Windows Phone 8 vs. iPhone vs. Android


When you compare the Apple iPhone and the Android phones out there, you get a lot of interesting comparisons and in many cases, high quality products.  The iPhone set the stage for a real world, workable, touch screen smart phone.  Android raised the bar higher by opening itself up to allow any manufacturer to customize and expand upon its new OS. 

The Apple ecosystem has long been a successful implementation of a closed solution.  Apple tightly controls the user experience and what apps are available.  They rescued the music industry from themselves and in the process defined how people will get and use media, both music and video.

Android took a very different approach.  Rather than keeping their entire ecosystem locked down, Google opened everything up and gave it away for free.  Phone manufacturers, wireless providers and even Amazon, went out and expanded upon the Android OS.  This was needed because for many years Android wasn’t a fully featured OS. 

Through all this innovation, new technology and ground breaking solutions/apps, their efforts aren’t new.  Nothing Apple or Google (and its partners) do is novel.  In fact, if you look at the OS’s themselves, their UI’s are stale, they use dated icons that have been around since 2000 and even the phone designs really aren’t any different than each other.  They do get thinner and add smooth finishes, but in the end there’s no real innovation past the touch screen.
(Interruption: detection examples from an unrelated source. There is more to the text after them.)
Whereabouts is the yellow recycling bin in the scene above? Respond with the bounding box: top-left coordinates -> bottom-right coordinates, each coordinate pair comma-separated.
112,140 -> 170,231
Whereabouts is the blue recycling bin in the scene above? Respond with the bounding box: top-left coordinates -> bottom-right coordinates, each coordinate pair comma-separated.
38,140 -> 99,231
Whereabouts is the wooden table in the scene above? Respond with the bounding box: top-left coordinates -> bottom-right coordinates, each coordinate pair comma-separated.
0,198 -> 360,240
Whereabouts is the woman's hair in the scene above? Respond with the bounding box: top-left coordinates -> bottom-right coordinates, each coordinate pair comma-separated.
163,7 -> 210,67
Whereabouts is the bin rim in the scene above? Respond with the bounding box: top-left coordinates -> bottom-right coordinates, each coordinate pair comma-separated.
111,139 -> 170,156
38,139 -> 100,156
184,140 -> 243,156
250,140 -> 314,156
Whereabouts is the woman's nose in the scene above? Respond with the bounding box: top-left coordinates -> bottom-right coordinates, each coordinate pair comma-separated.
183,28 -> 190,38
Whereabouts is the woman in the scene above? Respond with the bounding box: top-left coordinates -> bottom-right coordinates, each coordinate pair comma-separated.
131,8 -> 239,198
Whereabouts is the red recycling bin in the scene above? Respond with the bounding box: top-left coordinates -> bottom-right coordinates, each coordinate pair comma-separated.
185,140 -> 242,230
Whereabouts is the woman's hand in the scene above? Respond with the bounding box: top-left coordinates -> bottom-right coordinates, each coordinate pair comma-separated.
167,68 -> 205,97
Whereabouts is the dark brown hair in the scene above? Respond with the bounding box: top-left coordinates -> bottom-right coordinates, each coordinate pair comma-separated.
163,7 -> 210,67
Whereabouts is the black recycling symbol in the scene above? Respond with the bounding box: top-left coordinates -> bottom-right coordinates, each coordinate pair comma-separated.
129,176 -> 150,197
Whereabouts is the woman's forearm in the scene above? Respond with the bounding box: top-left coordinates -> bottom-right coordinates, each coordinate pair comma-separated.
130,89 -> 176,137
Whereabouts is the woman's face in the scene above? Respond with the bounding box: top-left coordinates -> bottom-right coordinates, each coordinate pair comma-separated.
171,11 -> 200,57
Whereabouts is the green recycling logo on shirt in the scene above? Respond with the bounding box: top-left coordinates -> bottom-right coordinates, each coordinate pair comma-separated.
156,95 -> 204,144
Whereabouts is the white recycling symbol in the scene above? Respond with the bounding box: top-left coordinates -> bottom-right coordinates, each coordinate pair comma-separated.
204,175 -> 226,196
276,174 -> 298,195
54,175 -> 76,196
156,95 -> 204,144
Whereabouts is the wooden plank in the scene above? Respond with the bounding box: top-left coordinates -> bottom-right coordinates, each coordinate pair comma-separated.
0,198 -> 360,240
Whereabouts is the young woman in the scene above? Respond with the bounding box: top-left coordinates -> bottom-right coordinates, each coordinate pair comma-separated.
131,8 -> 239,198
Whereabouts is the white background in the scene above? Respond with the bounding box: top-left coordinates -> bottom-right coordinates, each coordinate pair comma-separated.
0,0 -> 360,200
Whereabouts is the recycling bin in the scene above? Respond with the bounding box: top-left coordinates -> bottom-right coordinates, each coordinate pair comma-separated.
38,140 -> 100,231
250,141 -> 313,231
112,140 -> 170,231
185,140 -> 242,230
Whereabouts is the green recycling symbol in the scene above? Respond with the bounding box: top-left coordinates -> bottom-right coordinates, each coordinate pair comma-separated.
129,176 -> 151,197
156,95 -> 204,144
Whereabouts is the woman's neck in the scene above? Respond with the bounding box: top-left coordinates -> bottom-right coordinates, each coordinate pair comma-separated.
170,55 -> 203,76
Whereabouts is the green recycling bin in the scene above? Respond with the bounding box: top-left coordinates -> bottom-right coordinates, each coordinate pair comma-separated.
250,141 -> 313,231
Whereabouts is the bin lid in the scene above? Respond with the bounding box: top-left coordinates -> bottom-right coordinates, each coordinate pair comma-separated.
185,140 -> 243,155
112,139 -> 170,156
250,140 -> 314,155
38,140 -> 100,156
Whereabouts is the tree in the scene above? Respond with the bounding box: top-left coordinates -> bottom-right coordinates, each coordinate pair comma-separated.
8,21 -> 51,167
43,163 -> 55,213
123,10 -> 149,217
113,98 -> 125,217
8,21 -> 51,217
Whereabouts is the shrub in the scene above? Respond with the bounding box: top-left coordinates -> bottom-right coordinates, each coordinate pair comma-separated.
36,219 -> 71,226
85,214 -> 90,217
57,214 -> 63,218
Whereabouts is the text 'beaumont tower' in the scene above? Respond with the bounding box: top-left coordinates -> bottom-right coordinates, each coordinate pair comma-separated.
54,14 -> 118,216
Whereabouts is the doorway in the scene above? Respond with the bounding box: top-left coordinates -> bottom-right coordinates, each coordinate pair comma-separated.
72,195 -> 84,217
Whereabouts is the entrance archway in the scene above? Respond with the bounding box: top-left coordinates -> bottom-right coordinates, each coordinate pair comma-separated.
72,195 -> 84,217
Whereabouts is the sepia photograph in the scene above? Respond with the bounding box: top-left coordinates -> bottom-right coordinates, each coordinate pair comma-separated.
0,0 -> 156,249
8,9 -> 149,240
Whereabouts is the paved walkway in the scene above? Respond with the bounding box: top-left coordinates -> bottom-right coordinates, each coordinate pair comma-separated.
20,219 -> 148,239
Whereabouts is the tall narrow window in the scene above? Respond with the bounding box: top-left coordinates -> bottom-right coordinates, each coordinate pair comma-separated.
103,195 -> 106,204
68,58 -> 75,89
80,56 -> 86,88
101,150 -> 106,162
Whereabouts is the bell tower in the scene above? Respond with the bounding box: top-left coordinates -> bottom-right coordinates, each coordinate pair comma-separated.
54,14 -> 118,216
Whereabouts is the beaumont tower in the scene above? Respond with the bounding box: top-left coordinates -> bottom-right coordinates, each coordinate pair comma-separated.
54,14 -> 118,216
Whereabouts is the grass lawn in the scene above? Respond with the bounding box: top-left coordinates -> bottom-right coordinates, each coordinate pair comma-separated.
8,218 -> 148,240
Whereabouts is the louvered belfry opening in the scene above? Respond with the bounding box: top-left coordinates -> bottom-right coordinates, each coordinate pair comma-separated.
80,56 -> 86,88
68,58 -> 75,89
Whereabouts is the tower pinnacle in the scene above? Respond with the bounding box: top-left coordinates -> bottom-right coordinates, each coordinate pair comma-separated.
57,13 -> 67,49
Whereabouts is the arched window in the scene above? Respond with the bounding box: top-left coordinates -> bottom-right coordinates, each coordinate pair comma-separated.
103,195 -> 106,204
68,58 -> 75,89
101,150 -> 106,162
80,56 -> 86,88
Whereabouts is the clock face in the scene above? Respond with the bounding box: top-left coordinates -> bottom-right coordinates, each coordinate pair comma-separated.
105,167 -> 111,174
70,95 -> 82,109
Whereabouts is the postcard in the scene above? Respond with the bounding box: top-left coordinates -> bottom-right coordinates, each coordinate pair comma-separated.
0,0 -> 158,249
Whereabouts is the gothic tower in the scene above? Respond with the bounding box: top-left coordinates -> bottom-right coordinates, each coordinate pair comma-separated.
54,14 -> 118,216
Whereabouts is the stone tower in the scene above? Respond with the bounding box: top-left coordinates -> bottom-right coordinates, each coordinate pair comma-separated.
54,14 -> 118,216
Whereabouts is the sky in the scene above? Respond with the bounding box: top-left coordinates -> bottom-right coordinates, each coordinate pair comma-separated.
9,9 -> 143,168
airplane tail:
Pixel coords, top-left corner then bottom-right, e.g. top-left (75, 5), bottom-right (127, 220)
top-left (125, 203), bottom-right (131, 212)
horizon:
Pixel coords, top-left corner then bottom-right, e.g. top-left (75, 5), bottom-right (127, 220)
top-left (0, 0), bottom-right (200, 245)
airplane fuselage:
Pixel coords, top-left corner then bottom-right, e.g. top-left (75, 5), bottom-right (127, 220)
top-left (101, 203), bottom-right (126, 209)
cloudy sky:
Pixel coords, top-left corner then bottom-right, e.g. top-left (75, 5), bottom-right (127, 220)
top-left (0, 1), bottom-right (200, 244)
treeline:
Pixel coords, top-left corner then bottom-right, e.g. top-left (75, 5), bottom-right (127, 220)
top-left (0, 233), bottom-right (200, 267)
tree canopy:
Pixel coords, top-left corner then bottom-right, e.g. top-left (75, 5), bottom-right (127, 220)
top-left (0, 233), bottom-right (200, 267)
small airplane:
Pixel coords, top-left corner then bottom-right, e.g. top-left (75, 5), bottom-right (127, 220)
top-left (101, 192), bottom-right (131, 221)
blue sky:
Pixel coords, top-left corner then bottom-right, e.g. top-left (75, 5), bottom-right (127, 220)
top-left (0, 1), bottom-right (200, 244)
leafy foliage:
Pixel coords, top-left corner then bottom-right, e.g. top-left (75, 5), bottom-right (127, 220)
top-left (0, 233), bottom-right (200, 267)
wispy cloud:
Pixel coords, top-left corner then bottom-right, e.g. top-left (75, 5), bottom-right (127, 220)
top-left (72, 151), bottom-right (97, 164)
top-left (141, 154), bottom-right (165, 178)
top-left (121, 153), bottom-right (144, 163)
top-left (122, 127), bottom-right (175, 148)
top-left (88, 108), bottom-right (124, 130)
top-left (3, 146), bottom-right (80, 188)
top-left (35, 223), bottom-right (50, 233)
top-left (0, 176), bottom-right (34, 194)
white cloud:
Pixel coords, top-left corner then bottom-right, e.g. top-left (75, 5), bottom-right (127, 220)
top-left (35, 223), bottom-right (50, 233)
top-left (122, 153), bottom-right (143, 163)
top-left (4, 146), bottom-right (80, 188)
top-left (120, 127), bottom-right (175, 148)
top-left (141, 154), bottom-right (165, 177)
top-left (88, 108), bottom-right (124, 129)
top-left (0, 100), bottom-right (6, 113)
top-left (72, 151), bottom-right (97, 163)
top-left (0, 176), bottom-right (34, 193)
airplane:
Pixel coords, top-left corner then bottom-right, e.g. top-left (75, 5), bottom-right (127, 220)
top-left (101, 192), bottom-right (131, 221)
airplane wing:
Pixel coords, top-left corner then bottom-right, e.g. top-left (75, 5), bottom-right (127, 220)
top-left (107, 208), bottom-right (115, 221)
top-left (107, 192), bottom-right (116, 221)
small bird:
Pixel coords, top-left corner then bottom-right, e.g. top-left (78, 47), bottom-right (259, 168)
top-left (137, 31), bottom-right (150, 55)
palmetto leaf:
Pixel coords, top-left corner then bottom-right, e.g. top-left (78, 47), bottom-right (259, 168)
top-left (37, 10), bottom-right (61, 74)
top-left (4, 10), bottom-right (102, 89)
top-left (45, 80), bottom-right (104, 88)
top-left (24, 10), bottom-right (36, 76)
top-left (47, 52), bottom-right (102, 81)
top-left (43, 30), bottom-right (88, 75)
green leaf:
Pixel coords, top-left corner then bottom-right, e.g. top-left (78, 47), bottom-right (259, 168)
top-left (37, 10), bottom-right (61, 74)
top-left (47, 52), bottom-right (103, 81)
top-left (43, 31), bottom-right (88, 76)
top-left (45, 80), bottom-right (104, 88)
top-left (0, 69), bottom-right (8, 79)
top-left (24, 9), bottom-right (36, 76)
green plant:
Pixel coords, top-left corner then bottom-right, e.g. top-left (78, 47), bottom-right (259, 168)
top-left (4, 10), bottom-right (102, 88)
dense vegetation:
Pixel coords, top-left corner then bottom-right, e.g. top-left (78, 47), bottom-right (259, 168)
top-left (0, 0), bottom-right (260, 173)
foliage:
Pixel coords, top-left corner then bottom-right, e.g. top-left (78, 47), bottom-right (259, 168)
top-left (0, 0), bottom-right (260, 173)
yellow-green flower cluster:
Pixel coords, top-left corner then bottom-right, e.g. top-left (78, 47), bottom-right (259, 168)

See this picture of the first iPhone and the iPhone 5.  The iPhone got a little bigger, thinner, cooler metal covering, but the OS, the look, it’s all the same.  Android isn’t any different.  I was stunned to see how plain Jelly Bean was when I first saw it.  Take away widgets and you’ve got nothing new, nothing novel. 


All of this isn’t for nothing.  I’ve been exposed to Windows Phone 8.  We finally have an OS that novel, it’s new.  The icons aren’t old and dated.  Their alive, changing, morphing and giving the end user information at a glance.  The OS is blazing fast.  Android runs on Java.  Java is a synonym for molasses.  iOS is fast, but not as fast as Windows 8 Phone.  When manufacturers come out with quad-core processors, Windows will smoke any Android running the same hardware.

We live in a world with color, lots of them, millions of them.  Why does iPhone and Android phones come in shades of gray?  Look at the Nokia and HTC phones.  Their awesome.  They feel great, look even better.  Their profile matches the OS perfectly. 

These phones boast all of the latest technologies like NFC, wireless charging, HD screens, incredible battery life, state of the cameras that take awesome low pictures and so much more.  Android and iPhone boast many of these same features, but only the Windows Phones has everything.

While Microsoft’s market share is minimal, wait a couple years when everyone’s 2 year contracts start to expire.  You’ll see more and more of these devices in people’s hands and in the real world.  Android and the iPhone aren’t going anywhere, but this is no longer a 2 horse race.